Standardizing Feeding Strategies in Moderately Preterm Infants

Ting Ting Fu 1, Maame Arhin 2, Ashley Schulz 3, Laura Ward 4, Stacie Chapman 5, Abigail Adamchak 6, Jae Kim 7
PMCID: PMC9934753  PMID: 36798338

Abstract

Objective:

To evaluate the impact of a standardized feeding protocol and donor breast milk (DBM) provision on clinical outcomes in moderate preterm infants (MPT, 29–33 6/7 weeks gestational age).

Study Design:

A protocol for MPT infants born > 1500 g was implemented clinically to standardize feeding advancements at 30 mL/kg/day. Infants < 33 weeks received DBM. We retrospectively identified 131 and 144 infants born before and after implementation. Clinical data including central venous line (CVL) placement, feeding tolerance, growth, and provision of maternal breast milk (MBM) were collected.

Result:

Number of CVLs, days to full enteral volume (FEV), and MBM provision was unchanged. There was a narrower range of days to FEV post-implementation. Growth metrics were similar between eras.

Conclusion:

Implementation of a feeding protocol for MPT infants is associated with more consistent time to FEV With monitoring and appropriate fortification, DBM use in this population is not associated with worse growth outcomes.

Introduction

Strategies implemented in the neonatal intensive care unit (NICU) to reduce the incidence of necrotizing enterocolitis (NEC) have largely focused on the higher risk population of very low birth weight (VLBW) infants (birth weight less than 1500 grams).1, 2 Two such strategies are standardized feeding protocols and use of pasteurized donor breast milk (DBM) when maternal breast milk (MBM) is not available.3, 4, 5, 6 Although the incidence of NEC is lower at baseline in moderately preterm (MPT) infants − 2.4% in infants born at 29 through 33 weeks versus 7.6% in VLBW infants – there is the potential that standardized feeding and DBM may still provide some advantage to higher gestational age non-VLBW infants.7, 8

To date, there are no published data regarding standardizing feeding exclusively in the MPT population.
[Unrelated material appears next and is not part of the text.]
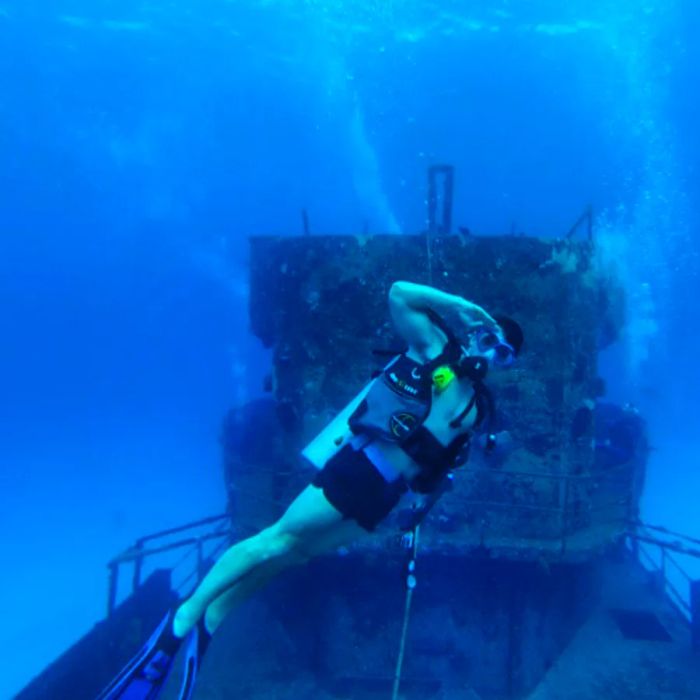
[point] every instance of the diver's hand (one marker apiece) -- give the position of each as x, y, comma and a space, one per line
475, 318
Studies that examined the implementation of a standardized feeding regimen that included both infants born less than and greater than 1500 grams did not provide stratified results.3, 9, 10, 11, 12, 13 Without a standardized feeding protocol in place for these larger infants, medical providers may be inconsistent, with some still opting for slower feeding advancements, which could require central venous access to provide parenteral nutrition (PN) to optimize nutrient delivery until higher feeding volumes are attained. Presence of a central line increases the risk for a bloodstream infection despite vigilance during placement and maintenance procedures. However, no difference in incidence of NEC or death has been demonstrated with faster versus slower feeding advancements.14, 15 Therefore, implementation of a standardized feeding protocol in theory could safely reduce the necessity for a central venous line (CVL) and improve morbidity.
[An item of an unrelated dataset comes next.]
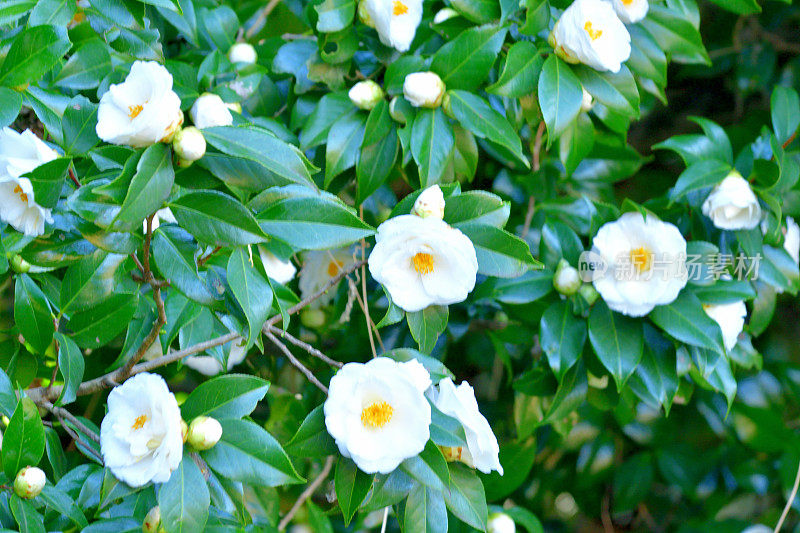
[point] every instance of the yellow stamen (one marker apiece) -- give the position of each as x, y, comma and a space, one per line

The impact of the availability of DBM on clinical outcomes has also primarily been investigated in VLBWs, though human milk is the preferred nutrition for all preterm infants.16, 17 The presence of DBM in NICUs in the United States has increased in the last decade, but there is significant variation eligibility and duration of use.17, 18, 19, 20, 21 Extending the provision of DBM to larger preterm infants who would otherwise receive preterm formula, either as supplementation to MBM or primary diet, offers them the unique benefits of human milk that currently cannot be mimicked otherwise, though it remains unclear whether there is a measurable clinical difference. However, one of the primary concerns regarding the use of DBM is its nutritional composition and impact on growth outcomes, though appropriate growth can be achieved with fortification and milk processing strategies.5, 22, 23, 24 The evidence is mixed whether the provision of MBM is unchanged or increased by DBM availability, but some studies report a higher rate of direct breastfeeding at discharge.25, 26, 27, 28 As these studies focused on the VLBW population, it is unknown if these findings can be generalized to MPT infants.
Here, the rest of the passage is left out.